Ela é muito atenta ao que se vai passando na Igreja, como todas as carmelitas e religiosas de clausura, mais do que possamos pensar. É uma mulher muito inserida na vida eclesial, com uma vida cheia de peripécias, que vêm das visitas que recebe, que não são as visitas normais de uma carmelita. Ela é visitada pela família, mas depois por cardeais, bispos, chefes de estado, embaixadores, um conjunto de gente que a visita, sobretudo após a II Guerra Mundial e a Guerra Fria, vindos dos países de Leste, sobretudo os que podem começar a viajar, e que trazem ao seu coração de carmelita o sofrimento humano. Aquela mulher transportou no seu coração todo o sofrimento de todas as pessoas que a visitaram.

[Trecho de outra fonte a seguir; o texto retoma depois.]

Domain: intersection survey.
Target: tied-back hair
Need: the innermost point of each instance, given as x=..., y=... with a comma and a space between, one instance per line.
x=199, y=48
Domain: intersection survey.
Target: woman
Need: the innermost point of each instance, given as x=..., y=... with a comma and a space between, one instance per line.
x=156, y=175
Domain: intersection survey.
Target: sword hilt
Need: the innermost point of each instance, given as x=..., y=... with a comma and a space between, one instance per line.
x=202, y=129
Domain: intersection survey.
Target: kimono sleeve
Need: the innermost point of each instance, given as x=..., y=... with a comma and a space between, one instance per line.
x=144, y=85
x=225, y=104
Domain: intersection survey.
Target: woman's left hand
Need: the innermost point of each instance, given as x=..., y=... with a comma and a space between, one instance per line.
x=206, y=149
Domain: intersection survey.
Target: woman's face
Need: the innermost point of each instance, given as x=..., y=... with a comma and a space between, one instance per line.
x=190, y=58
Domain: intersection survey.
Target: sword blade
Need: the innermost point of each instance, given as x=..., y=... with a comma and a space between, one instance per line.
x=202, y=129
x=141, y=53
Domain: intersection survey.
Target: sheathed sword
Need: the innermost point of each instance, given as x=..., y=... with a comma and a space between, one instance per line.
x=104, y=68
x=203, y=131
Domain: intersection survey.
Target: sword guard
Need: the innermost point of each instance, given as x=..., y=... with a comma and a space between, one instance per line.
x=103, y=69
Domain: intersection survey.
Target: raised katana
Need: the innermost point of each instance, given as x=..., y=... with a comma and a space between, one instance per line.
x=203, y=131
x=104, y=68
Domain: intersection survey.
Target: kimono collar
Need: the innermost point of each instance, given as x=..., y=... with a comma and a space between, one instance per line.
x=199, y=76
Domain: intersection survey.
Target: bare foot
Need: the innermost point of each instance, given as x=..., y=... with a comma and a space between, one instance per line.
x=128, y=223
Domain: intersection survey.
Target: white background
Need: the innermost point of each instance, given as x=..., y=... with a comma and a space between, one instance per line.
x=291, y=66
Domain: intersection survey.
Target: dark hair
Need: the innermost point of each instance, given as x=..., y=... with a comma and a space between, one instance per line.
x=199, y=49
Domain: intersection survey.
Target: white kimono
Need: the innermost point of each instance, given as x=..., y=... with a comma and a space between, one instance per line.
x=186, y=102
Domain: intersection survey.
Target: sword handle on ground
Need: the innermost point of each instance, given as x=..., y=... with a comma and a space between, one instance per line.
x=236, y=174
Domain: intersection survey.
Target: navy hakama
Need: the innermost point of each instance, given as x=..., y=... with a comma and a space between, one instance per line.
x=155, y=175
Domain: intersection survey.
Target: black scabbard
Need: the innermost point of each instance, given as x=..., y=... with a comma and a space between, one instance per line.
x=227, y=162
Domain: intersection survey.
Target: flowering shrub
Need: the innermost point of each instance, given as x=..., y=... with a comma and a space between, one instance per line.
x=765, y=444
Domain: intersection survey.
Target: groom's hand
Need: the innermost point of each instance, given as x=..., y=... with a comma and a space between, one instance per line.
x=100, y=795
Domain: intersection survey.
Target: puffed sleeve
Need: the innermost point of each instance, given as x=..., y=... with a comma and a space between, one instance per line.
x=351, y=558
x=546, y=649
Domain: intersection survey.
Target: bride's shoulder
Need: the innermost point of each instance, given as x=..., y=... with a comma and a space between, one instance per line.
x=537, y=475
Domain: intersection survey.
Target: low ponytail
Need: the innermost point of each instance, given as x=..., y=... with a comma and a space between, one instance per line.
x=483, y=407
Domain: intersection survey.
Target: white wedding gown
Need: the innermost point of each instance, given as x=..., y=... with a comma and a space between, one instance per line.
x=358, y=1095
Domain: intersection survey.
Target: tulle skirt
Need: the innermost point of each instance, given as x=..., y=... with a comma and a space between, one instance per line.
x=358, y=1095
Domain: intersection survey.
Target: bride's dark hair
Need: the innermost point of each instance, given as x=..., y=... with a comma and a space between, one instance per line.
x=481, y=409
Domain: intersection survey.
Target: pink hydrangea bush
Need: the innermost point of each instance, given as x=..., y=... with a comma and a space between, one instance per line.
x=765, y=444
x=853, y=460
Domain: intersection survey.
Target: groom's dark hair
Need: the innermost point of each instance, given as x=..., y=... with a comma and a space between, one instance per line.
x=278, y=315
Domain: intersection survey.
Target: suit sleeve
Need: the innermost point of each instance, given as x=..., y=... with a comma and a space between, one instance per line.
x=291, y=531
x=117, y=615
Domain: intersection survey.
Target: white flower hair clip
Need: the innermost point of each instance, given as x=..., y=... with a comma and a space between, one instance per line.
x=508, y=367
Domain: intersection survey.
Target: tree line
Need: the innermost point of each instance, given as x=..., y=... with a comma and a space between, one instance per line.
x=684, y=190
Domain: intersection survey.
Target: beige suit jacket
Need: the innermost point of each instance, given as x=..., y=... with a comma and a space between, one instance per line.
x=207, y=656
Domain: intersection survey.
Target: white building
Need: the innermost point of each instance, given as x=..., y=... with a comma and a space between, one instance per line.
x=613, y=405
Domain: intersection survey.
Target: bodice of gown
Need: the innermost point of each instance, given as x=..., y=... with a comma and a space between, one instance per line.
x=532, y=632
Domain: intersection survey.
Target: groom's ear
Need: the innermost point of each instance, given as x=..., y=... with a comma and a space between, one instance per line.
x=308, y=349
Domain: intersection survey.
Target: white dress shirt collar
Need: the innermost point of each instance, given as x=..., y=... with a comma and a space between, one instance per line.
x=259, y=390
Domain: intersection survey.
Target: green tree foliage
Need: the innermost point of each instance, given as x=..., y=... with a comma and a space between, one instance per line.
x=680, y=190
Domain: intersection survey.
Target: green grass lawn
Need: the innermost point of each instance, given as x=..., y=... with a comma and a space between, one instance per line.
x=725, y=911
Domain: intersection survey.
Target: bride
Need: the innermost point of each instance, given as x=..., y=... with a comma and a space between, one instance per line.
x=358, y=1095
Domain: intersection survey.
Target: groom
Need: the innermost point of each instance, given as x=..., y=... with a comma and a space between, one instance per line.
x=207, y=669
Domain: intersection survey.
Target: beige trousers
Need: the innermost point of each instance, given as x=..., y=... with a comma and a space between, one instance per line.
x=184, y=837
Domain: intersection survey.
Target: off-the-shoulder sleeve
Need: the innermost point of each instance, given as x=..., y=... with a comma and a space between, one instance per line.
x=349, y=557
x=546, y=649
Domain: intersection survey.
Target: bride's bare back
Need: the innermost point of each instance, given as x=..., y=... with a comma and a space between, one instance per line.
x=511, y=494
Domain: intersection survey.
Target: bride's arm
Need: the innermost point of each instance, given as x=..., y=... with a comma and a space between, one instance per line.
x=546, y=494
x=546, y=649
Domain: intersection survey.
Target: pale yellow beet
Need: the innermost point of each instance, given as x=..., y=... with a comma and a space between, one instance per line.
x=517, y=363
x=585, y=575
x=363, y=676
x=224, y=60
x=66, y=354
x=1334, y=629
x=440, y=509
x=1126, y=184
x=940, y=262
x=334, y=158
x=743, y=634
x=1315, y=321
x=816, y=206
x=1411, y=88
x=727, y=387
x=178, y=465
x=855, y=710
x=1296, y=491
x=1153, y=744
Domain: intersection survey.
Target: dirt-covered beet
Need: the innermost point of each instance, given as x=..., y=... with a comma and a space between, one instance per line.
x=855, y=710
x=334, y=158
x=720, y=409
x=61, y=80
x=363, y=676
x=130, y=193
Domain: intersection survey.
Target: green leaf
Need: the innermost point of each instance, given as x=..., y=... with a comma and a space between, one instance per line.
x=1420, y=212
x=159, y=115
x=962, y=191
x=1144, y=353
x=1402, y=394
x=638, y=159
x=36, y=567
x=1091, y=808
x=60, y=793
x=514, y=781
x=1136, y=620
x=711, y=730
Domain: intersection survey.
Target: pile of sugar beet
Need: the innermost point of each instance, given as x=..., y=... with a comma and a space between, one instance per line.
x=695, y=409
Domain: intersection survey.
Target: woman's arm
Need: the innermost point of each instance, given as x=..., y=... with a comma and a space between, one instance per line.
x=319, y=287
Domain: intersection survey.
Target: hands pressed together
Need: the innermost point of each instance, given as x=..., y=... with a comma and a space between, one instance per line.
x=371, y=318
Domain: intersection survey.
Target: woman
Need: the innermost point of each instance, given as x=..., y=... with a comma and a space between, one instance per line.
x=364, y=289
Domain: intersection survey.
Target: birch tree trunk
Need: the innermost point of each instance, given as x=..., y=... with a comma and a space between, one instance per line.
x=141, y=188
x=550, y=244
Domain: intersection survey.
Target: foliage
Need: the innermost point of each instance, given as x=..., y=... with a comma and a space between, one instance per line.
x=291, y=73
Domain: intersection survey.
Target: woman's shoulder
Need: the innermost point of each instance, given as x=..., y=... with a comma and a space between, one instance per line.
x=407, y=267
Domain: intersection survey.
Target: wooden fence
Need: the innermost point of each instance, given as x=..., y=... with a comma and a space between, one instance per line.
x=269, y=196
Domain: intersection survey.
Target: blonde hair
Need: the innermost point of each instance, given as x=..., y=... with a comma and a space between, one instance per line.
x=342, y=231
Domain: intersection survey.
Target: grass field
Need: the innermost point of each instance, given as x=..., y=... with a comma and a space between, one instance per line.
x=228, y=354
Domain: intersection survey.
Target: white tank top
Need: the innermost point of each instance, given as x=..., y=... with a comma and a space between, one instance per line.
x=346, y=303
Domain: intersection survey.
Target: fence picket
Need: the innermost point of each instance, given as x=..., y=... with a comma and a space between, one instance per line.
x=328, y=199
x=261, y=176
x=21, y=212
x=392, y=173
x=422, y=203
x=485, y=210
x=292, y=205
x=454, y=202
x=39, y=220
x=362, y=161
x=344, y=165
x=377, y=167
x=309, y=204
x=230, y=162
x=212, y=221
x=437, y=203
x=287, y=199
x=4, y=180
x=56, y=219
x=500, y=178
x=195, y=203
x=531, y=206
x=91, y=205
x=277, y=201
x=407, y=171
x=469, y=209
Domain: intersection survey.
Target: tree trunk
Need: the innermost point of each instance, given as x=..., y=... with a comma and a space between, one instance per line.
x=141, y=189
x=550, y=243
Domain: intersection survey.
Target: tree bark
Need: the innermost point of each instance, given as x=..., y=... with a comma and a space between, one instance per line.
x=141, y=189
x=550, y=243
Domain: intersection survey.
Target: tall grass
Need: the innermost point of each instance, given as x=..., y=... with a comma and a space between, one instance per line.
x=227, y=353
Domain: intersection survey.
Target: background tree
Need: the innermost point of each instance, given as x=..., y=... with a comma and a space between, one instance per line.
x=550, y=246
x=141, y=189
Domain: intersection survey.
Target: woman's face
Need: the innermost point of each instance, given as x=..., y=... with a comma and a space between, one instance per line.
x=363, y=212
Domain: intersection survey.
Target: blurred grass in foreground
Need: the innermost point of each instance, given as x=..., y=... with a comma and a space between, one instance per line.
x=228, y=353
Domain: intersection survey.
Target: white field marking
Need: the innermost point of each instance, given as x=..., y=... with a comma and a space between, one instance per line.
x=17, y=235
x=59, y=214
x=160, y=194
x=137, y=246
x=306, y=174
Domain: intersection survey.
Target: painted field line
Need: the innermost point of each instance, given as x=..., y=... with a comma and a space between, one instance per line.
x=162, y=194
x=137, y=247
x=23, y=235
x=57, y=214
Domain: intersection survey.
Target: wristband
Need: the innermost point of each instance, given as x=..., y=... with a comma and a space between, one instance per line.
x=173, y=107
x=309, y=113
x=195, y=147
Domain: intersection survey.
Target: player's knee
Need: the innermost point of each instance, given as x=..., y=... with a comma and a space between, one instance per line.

Eu pude contar, assim por alto, 50 cardeais, prefeitos de Congregações como a Doutrina da Fé, do Clero, da Causa dos Santos, muitos bispos, sobretudo os que vêm a Fátima presidir às peregrinações internacionais.
Visitas que são pedidas por Lúcia?
Não, ela nunca convida ninguém para a visitar, é tudo por iniciativa de quem a deseja visitar. E ela regista tudo isto. A partir dos anos 40 ela passa a ter outro ministério, que é o ministério epistolar. Ela recebe milhares e milhares de cartas. Mais de 60 mil de certeza absoluta. Ela começa a guardar, por iniciativa dos superiores da Ordem, mas algumas ela queima, por respeito à privacidade dos autores.
E o que é que essas cartas continham?
Estas cartas trazem o sofrimento pessoal das pessoas. Chegam a ir peregrinações inteiras da Irlanda, Espanha, Itália e França que, além de Fátima, passam em Coimbra. Nós não nos apercebemos, mas Coimbra começa a ser lugar de peregrinação de quem vem a Fátima, e deixam-lhes saco cheios de pedidos. Ela lê-os todos, com ajuda de alguém que auxilia nas traduções, e que reza por aquilo tudo. Nós não fazemos a mínima ideia do que é uma senhora com mais de 70 anos a receber 60 mil cartas, não temos noção. Ela leva este ministério de oração muito a sério, mas sabe, e isto é muito bonito, que as pessoas a procuram não por causa dela, mas por causa de Nossa Senhora. Ela nunca esqueceu que é um instrumento nas mãos de Deus, um instrumento para que a misericórdia de Deus vá passando neste mundo tão magoado e tão frio. Isto para mim é um dos traços da grandeza da Ir. Lúcia.